The Top Ten Running Goals – How Many Do You Have?
By Rick Morris
You already know you need running goals. Running goals are like road maps to help you reach your final running destination. Most runners commonly have both short and long term goals. Is that all the goals there are? Not even close. There are many types of running goals. Here are our top ten running goals. How many of these do you have.
This is the ultimate goal and is as long as they get. Your lifer is your lifetime running goal. What do you ultimately want to accomplish with your running life? Your lifer goal will probably require digging deep into your soul and may involve more than just running. Do you want to become a holistic runner? Do you want to develop a pure joy for running? Do you want to improve yourself as a person or increase your spirituality. Really put some honest thought into this one and learn your true reason for running. If you fully and honestly develop your lifer goal, it will pull you towards it like a super charged magnet.
I really hated my economics courses in college. And worst of all, there were two of them required. Macro and micro economics. Macro basically refers to the big picture while micro involves more small and specific goals. Your running goals also come in macro and micro flavors. The first one is your super macro running goal. A super macro goal can cover anywhere between 5 and 50 years. This can be nearly any goal from completing your ultimate race, such as an Ironman Triathlon, to running across country, hitting the 50,000 mile running threshold or finishing 100 marathons. The only rule is that it should take a long time to accomplish and should be extremely challenging.
Now we come to your macro goal. A macro goal is another very long goal that extends somewhere between 2 and 5 years. Just as with your super macro goal, your macro goal should present a substantial challenge but should be one you can complete within the 2 to 5 year time span. An example of this one might be to qualify for the Boston Marathon.
Super Long Term
Super long running goals are one to two year goals that present a challenge but you can see yourself approaching accomplishment. Sort of like the light at the end of a tunnel. Good examples of super long goals are becoming a barefoot runner, learning to swim for a triathlon or finishing your first marathon.

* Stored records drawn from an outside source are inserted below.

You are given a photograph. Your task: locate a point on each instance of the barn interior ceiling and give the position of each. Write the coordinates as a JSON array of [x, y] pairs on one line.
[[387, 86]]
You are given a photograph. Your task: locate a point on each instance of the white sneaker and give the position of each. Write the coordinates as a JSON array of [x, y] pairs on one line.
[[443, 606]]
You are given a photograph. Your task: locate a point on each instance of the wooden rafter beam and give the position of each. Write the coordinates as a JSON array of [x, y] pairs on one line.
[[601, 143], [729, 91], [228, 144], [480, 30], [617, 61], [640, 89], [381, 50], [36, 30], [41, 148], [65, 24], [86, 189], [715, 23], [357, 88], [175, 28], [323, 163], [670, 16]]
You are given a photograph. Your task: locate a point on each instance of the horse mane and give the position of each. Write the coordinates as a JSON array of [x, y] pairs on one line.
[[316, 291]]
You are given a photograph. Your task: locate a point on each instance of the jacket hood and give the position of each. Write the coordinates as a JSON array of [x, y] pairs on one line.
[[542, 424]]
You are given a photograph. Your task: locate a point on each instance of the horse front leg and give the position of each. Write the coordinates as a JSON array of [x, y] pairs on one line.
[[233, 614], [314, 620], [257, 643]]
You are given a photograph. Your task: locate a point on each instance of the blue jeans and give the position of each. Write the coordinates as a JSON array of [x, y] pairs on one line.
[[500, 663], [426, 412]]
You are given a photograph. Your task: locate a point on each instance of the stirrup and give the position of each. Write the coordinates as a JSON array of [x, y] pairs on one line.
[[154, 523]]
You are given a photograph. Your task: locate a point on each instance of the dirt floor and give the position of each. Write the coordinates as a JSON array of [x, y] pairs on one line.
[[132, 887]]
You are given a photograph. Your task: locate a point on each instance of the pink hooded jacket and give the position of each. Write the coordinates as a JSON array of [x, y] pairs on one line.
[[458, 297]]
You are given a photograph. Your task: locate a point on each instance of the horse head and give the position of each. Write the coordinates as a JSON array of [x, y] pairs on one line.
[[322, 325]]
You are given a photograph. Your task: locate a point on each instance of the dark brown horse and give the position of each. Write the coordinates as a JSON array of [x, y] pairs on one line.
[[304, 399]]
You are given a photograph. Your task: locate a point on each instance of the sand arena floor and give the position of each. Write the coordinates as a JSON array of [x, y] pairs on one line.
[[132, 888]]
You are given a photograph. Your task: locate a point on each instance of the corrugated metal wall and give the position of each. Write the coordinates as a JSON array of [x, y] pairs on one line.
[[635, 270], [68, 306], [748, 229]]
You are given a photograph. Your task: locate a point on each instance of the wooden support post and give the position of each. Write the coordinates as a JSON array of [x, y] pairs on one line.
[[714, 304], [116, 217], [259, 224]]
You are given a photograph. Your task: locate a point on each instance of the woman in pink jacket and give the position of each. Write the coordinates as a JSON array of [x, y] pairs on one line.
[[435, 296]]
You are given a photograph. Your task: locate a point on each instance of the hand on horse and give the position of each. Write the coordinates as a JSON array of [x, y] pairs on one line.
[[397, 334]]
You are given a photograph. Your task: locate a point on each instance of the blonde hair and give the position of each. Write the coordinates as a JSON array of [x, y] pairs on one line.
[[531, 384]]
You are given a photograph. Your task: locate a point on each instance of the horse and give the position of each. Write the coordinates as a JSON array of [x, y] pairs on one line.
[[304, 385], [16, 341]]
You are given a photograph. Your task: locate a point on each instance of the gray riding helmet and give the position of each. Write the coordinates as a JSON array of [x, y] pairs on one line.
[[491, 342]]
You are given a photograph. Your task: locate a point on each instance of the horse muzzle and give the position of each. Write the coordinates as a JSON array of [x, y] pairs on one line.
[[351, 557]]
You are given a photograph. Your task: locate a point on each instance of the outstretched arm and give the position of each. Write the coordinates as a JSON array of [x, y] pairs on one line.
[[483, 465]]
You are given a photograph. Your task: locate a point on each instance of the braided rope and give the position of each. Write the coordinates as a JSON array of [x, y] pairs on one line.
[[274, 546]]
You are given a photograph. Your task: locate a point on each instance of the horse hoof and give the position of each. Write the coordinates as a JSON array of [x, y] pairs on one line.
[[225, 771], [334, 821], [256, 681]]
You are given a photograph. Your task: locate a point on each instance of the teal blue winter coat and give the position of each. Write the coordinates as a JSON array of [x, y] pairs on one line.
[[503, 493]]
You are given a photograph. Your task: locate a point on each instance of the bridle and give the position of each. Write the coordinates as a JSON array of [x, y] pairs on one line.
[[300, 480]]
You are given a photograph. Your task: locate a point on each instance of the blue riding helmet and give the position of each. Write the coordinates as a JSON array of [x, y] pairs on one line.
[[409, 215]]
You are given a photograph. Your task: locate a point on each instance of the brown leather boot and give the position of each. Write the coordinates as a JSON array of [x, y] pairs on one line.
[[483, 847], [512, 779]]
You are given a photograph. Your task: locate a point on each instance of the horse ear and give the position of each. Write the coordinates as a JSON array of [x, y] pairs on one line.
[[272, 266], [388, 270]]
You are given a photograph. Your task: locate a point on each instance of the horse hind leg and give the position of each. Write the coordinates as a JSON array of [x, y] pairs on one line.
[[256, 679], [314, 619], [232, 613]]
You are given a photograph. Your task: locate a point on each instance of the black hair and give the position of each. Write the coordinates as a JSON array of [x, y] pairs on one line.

Your long term goal is the first type of running goal that is truly on your immediate horizon. A long term goal usually covers between 6 months and one year and involves a more current running goal. Long term goals often involve performance or fitness goals. Examples of common long term running goals are setting a new PR, completing a number of goal races, running a marathon or hitting a goal weight.
Short Term 1 to 4 weeks
Now we are getting to the running goals that are right around the corner. Your short term goals last between 1 and 4 weeks and can involve short term fitness/performance gains, goal races or nearly anything other goal that can be reached within 4 weeks. Many times these short term goals are stepping stones to reaching long term goals. For example you might want to extend your long run to 15 miles as part of your long term goal of finishing a marathon.
Super Short Term
Super short term running goals are around one week in length. With your goals getting shorter, performance and fitness gains begin to lose traction. It’s becomes very difficult to accomplish any significant fitness increases in a week or less. That makes more immediate goals such as goal races, specific training runs or workouts and healthy eating, more appropriate super short term goals. An example of a common super short term goal for competitive runners is getting in a long run, a hill workout and an interval session this week.
A micro goal is very short term and is basically your daily goal. Your super short term goal is nearly always accomplished through the successful completion of a series of micro goals. In the above super short term example, the long run, hill workout and interval session are all micro goals.
Can you break down your running goals to a time span shorter than one day. Of course you can. A super micro goal can last from minutes to hours. You can break your daily workout or race into super micro goals. For example, many marathon runners break their micro goal of finishing the marathon they are running into super micro goals of the next 5K. That makes the micro goal of 26.2 miles seem less intimidating. A super micro goal for a typical interval training session would be completing the next repeat at goal pace.
I’m sure you’ve heard the advice of living in the moment. This goal, the shortest of them all, is running in the moment. Are individual moments really goals? It may not seem like it but they really are. In a race, your moment goal may be to pass that runner directly in front of you. In an interval training session it may be to accelerate to sprint pace for the final 50 meters. You could even have stride goals in the moment. An example of that would be to successfully carry out a proper foot plant with each stride.